Refer to use cases for samples of how to configure LDAP authenticator.

LDAP Authenticator (self binding)

The self binding LDAP authenticator does not need a separate binding account when authenticates user against LDAP. Instead, it binds as the login user when performs search operations in the LDAP server. Some LDAP servers may not support this mode well. In this case, you'll need to resort to the LDAP authenticator introduced in last section.
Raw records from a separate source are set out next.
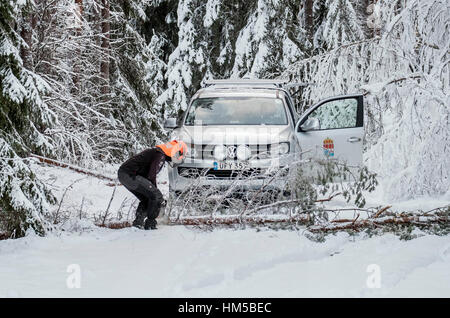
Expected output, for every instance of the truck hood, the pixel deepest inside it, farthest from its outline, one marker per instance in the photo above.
(233, 134)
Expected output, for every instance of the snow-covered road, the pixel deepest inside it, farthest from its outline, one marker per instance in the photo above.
(176, 261)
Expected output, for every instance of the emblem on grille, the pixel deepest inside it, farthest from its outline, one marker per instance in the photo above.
(231, 152)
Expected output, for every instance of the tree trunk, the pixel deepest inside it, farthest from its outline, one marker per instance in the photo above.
(104, 66)
(76, 68)
(26, 34)
(309, 21)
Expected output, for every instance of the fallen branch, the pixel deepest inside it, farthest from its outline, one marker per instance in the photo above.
(381, 211)
(329, 198)
(238, 219)
(56, 163)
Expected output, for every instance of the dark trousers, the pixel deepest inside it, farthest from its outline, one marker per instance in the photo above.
(148, 194)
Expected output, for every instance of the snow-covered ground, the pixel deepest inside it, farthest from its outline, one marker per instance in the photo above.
(178, 261)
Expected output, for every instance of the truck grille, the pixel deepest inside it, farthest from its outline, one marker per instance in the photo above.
(193, 173)
(206, 151)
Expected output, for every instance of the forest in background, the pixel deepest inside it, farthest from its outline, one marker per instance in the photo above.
(91, 81)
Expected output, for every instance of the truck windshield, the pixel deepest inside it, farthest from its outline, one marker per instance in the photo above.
(237, 111)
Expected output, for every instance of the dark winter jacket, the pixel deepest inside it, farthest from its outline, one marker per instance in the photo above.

LDAP URL: Specifies LDAP URL, for example: ldap://localhost:389, or ldaps://localhost:636. If you are using SSL protocol (by using ldaps prefixed url), and a SSLHandshakeException is thrown with message unable to find valid certification path to requested target while authenticating the user, please make sure QuickBuild trusts the public key of your LDAP server.
User DN pattern: Specifies the pattern to construct DN from the login name. For example: uid={0},ou=users, dc=pmease,dc=com Here {0} will be replaced by name of the login user.
User full name attribute: Specifies name of the attribute inside the user entry whose value will be taken as user full name.
User email attribute: Specifies name of the attribute inside the user entry whose value will be taken as user email.
Group name attribute: Specifies the group name attribute inside a group entry. Value of this attribute will be mapped to a QuickBuild group. If this property is left empty, group information will not be retrieved and all users authenticated through this authenticator will be associated with default groups automatically; various group finding properties below will be ignored in this case.
User groups attribute: Specifies name of the attribute inside the user entry whose value contains distinguished names of belonging groups. If the user group relationship is maintained at group side, you should leave this property empty, and set various group search properties below.
Group search base: In case of user group relationship maintained at group side, this property specifies base node for group search. For example: ou=groups, dc=pmease, dc=com.
Group search filter: In case of user group relationship maintained at group side, this filter is used to determine belonging groups of current user. For example: (&(uniqueMember={0})(objectclass=groupOfUniqueNames)). In this example, "{0}" represents DN of current user.